Court Rules Against Church of Scientology in Tax Deduction Case
WASHINGTON (AP) _ Contributions called ″fixed donations″ made to the Church of Scientology by its members may not be claimed as federal income tax deductions, the Supreme Court ruled today.
By a 5-2 vote, the justices upheld the Internal Revenue Service’s contention that the fixed donations are not charitable contributions that can be counted as tax deductions.
Lawyers for the Scientologists had argued that the IRS singled out their church for unfair treatment - a contention with which two justices agreed.
″The court today acquiesces in the decision ... to manufacture a singular exception to (the IRS’) 70-year practice of allowing fixed payments indistinguishable from those made by (Scientologists) to be deducted as charitable contributions,″ Justice Sandra Day O’Connor wrote in dissent.
″Because the IRS cannot constitutionally be allowed to select which religions will receive the benefit of its past rulings, I respectfully dissent,″ she said.
O’Connor’s opinion was joined by Justice Antonin Scalia.
But the court’s majority, in an opinion by Justice Thurgood Marshall, said it had too little information about past IRS practices in dealing with other religions to find any discriminatory treatment.
Referring to the fixed donations made by Church of Scientology members, Marshall said, ″We hold that such payments are not deductible.″
Federal law allows taxpayers to reduce their tax liability by declaring various deductions, including money or things of value given to charities or religious organizations. But such a payment is not tax-deductible if something of value is received in return.

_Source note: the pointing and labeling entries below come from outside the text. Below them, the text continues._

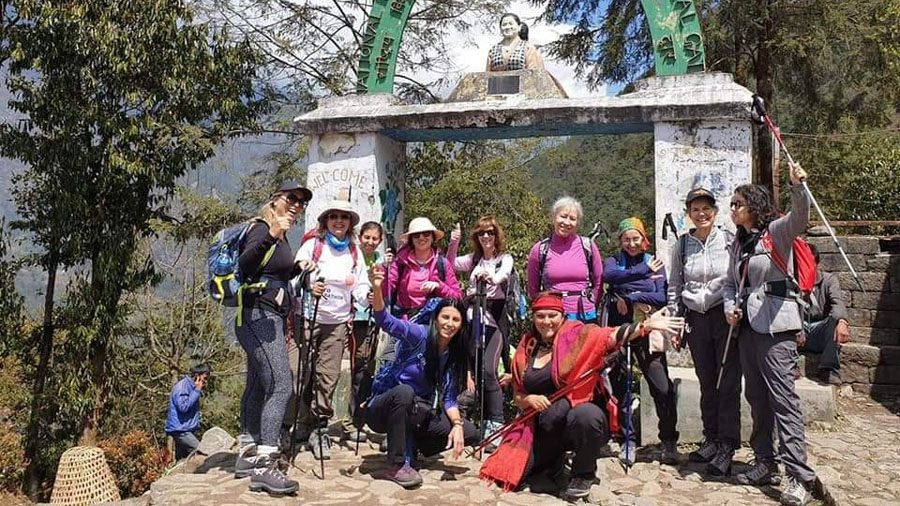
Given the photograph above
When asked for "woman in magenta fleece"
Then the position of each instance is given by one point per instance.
(567, 267)
(415, 276)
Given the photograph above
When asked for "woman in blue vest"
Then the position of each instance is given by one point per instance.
(414, 397)
(637, 287)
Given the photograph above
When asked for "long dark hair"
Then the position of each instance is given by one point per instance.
(760, 204)
(458, 361)
(523, 28)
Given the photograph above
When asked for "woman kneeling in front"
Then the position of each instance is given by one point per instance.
(554, 354)
(430, 360)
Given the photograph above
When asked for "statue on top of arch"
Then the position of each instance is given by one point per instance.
(514, 52)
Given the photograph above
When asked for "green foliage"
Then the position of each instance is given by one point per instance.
(121, 98)
(612, 177)
(135, 462)
(458, 184)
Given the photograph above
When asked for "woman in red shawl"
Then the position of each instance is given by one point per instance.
(556, 353)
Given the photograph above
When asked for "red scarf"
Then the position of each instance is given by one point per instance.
(577, 348)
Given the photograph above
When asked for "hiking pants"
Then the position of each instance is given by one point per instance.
(268, 386)
(720, 409)
(401, 415)
(820, 339)
(656, 371)
(359, 355)
(562, 428)
(493, 395)
(328, 342)
(768, 362)
(185, 443)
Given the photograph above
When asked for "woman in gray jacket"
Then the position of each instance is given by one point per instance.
(699, 264)
(765, 303)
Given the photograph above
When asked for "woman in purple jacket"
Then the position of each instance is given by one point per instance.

A practice within the Church of Scientology is a process known as auditing, in which members are expected to reach a higher level of spiritual awareness. Auditing is administered in a one-to-one session in which the church member’s skin responses to questions are measured by an electronic device.
The church also engages in training sessions, in which members study the doctrines and practices of Scientology.

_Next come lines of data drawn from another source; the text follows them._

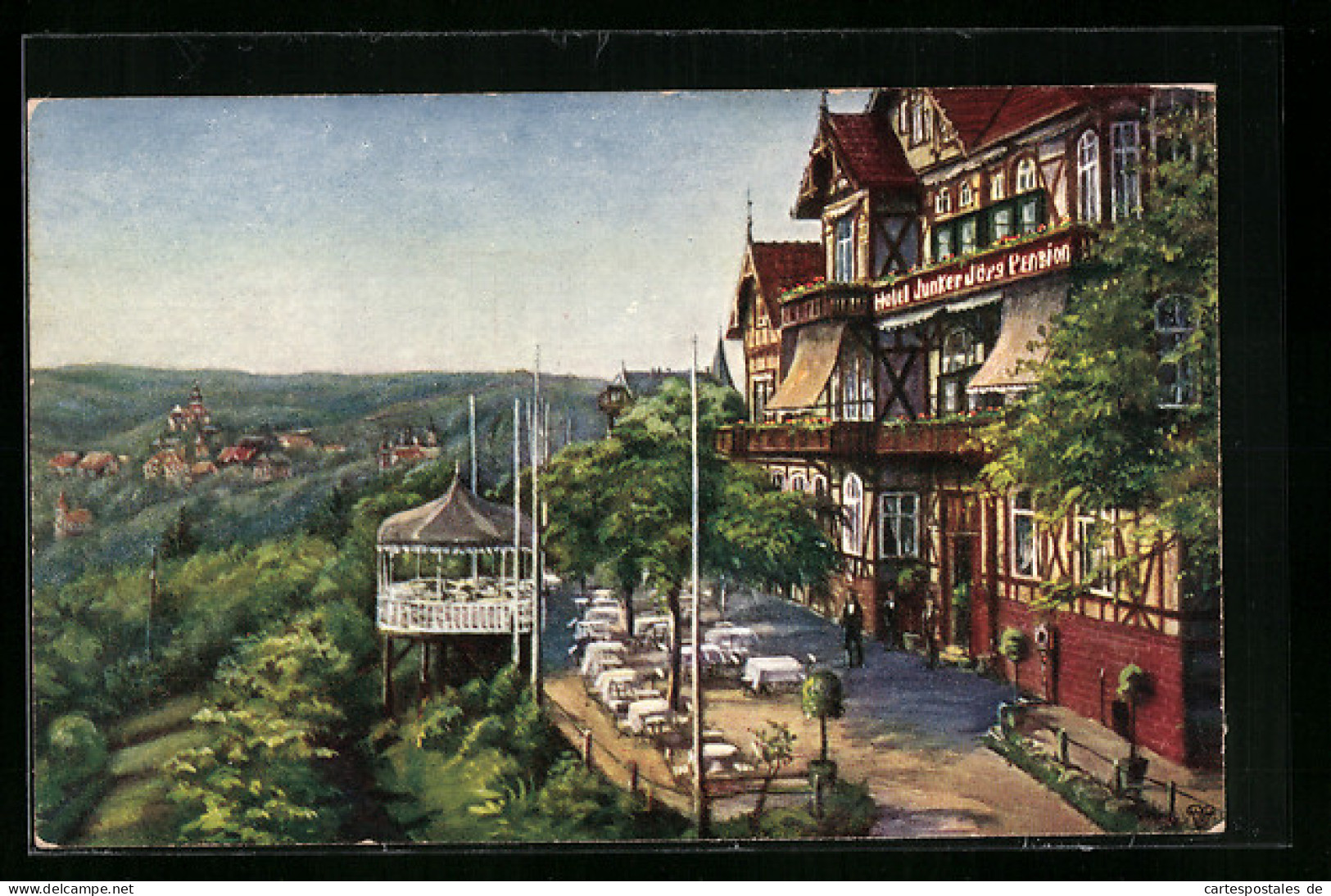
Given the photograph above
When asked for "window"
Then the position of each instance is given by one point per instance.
(1030, 213)
(856, 378)
(1173, 327)
(921, 120)
(1093, 558)
(900, 525)
(843, 257)
(943, 247)
(1025, 555)
(762, 393)
(1025, 174)
(1125, 138)
(852, 498)
(969, 231)
(1088, 178)
(960, 359)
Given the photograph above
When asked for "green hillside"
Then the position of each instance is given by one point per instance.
(123, 409)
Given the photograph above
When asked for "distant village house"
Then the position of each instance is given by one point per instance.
(70, 521)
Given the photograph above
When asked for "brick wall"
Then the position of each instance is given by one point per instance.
(1084, 649)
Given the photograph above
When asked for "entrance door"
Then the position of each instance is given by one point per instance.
(962, 563)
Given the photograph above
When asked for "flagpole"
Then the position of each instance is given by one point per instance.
(696, 661)
(517, 530)
(472, 429)
(534, 429)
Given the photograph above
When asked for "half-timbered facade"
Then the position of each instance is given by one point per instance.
(951, 221)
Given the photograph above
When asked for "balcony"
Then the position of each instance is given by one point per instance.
(1036, 255)
(851, 440)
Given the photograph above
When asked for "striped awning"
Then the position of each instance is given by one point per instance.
(1013, 364)
(816, 349)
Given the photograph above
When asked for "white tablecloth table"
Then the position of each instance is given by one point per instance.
(595, 655)
(763, 672)
(639, 711)
(592, 630)
(734, 638)
(613, 681)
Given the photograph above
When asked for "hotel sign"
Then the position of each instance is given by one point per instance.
(985, 272)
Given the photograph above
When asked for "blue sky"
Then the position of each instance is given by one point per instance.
(278, 234)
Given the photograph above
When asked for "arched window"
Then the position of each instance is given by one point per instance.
(1173, 327)
(1125, 185)
(1025, 174)
(1025, 546)
(1088, 178)
(852, 500)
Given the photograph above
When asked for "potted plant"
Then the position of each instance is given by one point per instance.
(1015, 646)
(822, 698)
(1133, 685)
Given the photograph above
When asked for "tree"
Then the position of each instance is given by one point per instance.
(626, 502)
(775, 747)
(822, 698)
(1125, 410)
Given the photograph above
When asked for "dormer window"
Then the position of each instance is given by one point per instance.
(1088, 178)
(843, 249)
(921, 120)
(1025, 174)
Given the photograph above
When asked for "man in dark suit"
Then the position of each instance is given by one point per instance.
(852, 621)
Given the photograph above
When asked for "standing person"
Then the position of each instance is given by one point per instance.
(930, 631)
(852, 619)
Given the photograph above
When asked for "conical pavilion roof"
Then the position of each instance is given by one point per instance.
(455, 519)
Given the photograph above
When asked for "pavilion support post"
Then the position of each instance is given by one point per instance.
(423, 691)
(387, 661)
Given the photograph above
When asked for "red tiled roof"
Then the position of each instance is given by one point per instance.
(784, 265)
(871, 151)
(985, 115)
(777, 266)
(97, 461)
(236, 455)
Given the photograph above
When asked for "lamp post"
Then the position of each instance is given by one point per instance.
(696, 659)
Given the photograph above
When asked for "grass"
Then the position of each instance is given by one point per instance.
(136, 812)
(1089, 796)
(148, 757)
(172, 715)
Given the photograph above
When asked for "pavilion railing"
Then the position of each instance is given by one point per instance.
(454, 617)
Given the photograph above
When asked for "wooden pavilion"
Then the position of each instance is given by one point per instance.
(425, 604)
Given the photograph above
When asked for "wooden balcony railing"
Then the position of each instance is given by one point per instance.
(454, 617)
(849, 440)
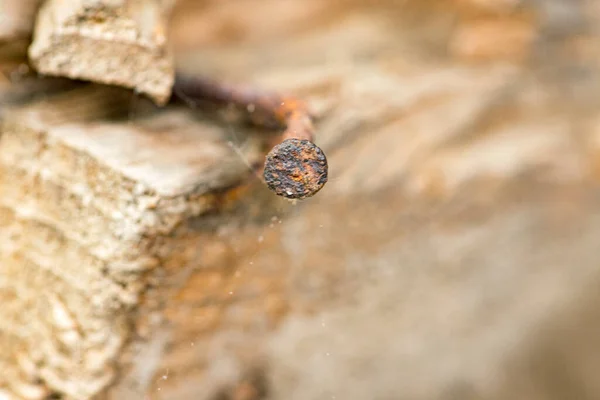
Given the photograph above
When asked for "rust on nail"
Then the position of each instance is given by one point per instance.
(295, 168)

Each branch of the church charges a fixed donation for training and auditing, and almost never waives the payment requirement.
The U.S. Tax Court ruled in a 1984 test case that the fixed donations required by the church are not tax deductible contributions but instead are non-deductible payments made for services.
Three federal appeals courts upheld the Tax Court’s ruling but one rejected it.
Today’s decision resolves the conflicting rulings, and represents a significant defeat for the Church of Scientology.
The high court rejected arguments that denying tax deductions for the fixed donations violates the religious freedom of Scientologists and creates an impermissible denominational preference.
Marshall wrote for the court that the IRS code defining charitable contributions ″is neutral both in design and purpose.″
″It may be that a consequence of the quid pro quo orientation of the ‘contribution or gift’ requirement is to impose a disparate burden on those charitable and religous groups that rely on sales of commodities or services as a means of fund-raising,″ Marshall said.
″But a statute primarily having a secular effect does not violate (freedom of religion) merely because it happens to coincide or harmonize with the tenets of some or all religions,″ he added.
Chief Justice William H. Rehnquist and Justices Byron R. White, Harry A. Blackmun and John Paul Stevens joined Marshall.
Justices William J. Brennan and Anthony M. Kennedy did not participate in the case.
The cases are Herandez vs. Commissioner of Internal Revenue, 87-963, and Graham vs. Commissioner of Internal Revenue, 87-1616.